Several pro-voucher Republicans ousted incumbents in the March primary election and Republicans flipped two historically Democratic House seats Nov. 5, shifting the lower chamber further to the right. Republicans will control 88 of 150 House seats when the Legislature reconvenes Jan. 14.
The House now has 79 “hardcore school choice proponents,” Gov. Greg Abbott said Nov. 6 in East Texas. A simple 76-vote majority is required to approve legislation in the chamber.
“School choice improves educational opportunities for minority and low-income students, and Texas is going to make sure they have that opportunity,” Abbott said during a news conference at Kingdom Life Academy, a small private Christian school in Tyler.
How we got here
Abbott also said Nov. 6 that he was committed to “fully funding” Texas public schools and raising salaries for teachers. Both policies crumbled last year after the House rejected vouchers.
House lawmakers voted 84-63 to strip vouchers from an extensive education proposal during a November 2023 special session. Twenty-one Republicans, largely from rural communities, joined House Democrats to vote for an anti-voucher amendment, which ultimately killed the entire bill.
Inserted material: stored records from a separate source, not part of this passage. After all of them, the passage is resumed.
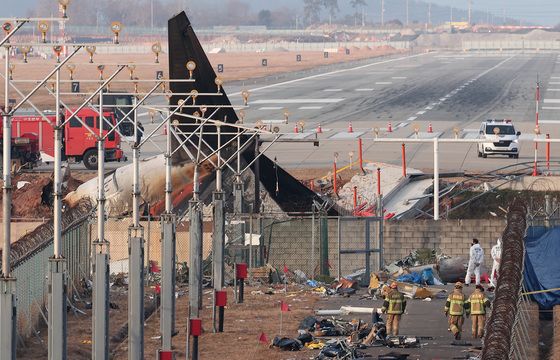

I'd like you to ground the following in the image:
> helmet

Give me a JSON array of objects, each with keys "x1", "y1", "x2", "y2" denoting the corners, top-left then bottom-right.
[
  {"x1": 390, "y1": 282, "x2": 398, "y2": 289},
  {"x1": 455, "y1": 282, "x2": 463, "y2": 289}
]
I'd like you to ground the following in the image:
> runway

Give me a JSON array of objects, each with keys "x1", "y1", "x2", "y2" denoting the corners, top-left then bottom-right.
[
  {"x1": 43, "y1": 51, "x2": 560, "y2": 174},
  {"x1": 225, "y1": 51, "x2": 560, "y2": 173}
]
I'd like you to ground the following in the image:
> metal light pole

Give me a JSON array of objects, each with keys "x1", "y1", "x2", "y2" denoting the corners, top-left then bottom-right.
[
  {"x1": 433, "y1": 138, "x2": 440, "y2": 220},
  {"x1": 0, "y1": 42, "x2": 16, "y2": 360},
  {"x1": 160, "y1": 107, "x2": 176, "y2": 351},
  {"x1": 212, "y1": 125, "x2": 225, "y2": 332},
  {"x1": 48, "y1": 68, "x2": 67, "y2": 360},
  {"x1": 129, "y1": 96, "x2": 145, "y2": 360},
  {"x1": 92, "y1": 90, "x2": 109, "y2": 360}
]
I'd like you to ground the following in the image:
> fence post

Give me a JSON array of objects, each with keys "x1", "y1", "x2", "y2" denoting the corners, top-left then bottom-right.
[{"x1": 337, "y1": 217, "x2": 341, "y2": 280}]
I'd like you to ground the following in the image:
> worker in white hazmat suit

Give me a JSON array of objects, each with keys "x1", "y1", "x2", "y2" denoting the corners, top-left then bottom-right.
[
  {"x1": 465, "y1": 238, "x2": 484, "y2": 286},
  {"x1": 490, "y1": 238, "x2": 502, "y2": 288}
]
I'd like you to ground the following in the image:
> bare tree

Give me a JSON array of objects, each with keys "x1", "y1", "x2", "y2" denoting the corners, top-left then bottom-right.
[
  {"x1": 322, "y1": 0, "x2": 339, "y2": 25},
  {"x1": 350, "y1": 0, "x2": 366, "y2": 26},
  {"x1": 303, "y1": 0, "x2": 322, "y2": 25}
]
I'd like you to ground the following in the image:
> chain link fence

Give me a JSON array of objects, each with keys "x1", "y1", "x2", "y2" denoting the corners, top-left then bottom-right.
[{"x1": 5, "y1": 213, "x2": 90, "y2": 338}]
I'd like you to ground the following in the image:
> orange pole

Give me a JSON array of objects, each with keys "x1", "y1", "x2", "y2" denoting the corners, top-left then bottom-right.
[
  {"x1": 353, "y1": 186, "x2": 358, "y2": 210},
  {"x1": 401, "y1": 143, "x2": 407, "y2": 177},
  {"x1": 377, "y1": 168, "x2": 381, "y2": 195},
  {"x1": 547, "y1": 133, "x2": 551, "y2": 171},
  {"x1": 333, "y1": 160, "x2": 338, "y2": 195},
  {"x1": 358, "y1": 138, "x2": 364, "y2": 172}
]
During the March primaries, Abbott led the charge to unseat Republicans who opposed vouchers, and he was largely successful.
Current situation
Public school districts across Texas are grappling with multimillion-dollar budget deficits, high operating costs and stagnant state funding. Some districts asked voters to approve bond propositions and tax rate increases Nov. 5, but not all passed.
State lawmakers have not adjusted the base amount of money schools receive per student—known as the basic allotment—since 2019. The basic allotment is $6,160, and schools receive about $10,500 per student annually, according to the Texas Education Agency.
Nationally, about $16,281 was spent per-student during the 2022-23 school year, the National Education Association reported.
Texas will increase teacher pay, enhance career training opportunities for students and adopt “universal school choice” during the upcoming legislative session, Abbott said.
“Some people... make it sound like you can't have both school choice and robust public schools,” Abbott said. “That's completely false. The reality is we can have the best public schools in America and also have school choice at the very same time. It does not have to be one or the other, and it's wrong to pit one against the other.”
Zooming in
Lt. Gov. Dan Patrick, who oversees the Texas Senate, said passing school vouchers was his “top policy priority” for 2025.
“Thirty-two states, both Republican and Democrat, have enacted some form of school choice legislation. There is absolutely no reason why Texas children and parents should be left behind,” Patrick said in a Nov. 8 statement. “A one-size-fits-all approach to education in a state with a population of 30 million, 254 counties, 1,200 school districts, and over 8,000 campuses simply cannot possibly meet the needs of every student.”
Patrick urged Abbott to list vouchers as an emergency item, allowing lawmakers to bypass a constitutional rule that prevents them from passing legislation during the first 60 days of a regular legislative session.
“If that bill doesn’t pass, I’m not signing another bill all session,” Patrick said during a March 21 speech at the conservative Texas Public Policy Foundation’s annual conference in Austin.
Vouchers were one of Abbott’s seven emergency priorities for the 2023 session. State senators approved vouchers multiple times last year, while the proposal only reached the House floor once.
All legislation must be signed by Patrick and the speaker of the House before it heads to Abbott’s desk. The governor has the final say on which bills are signed into law.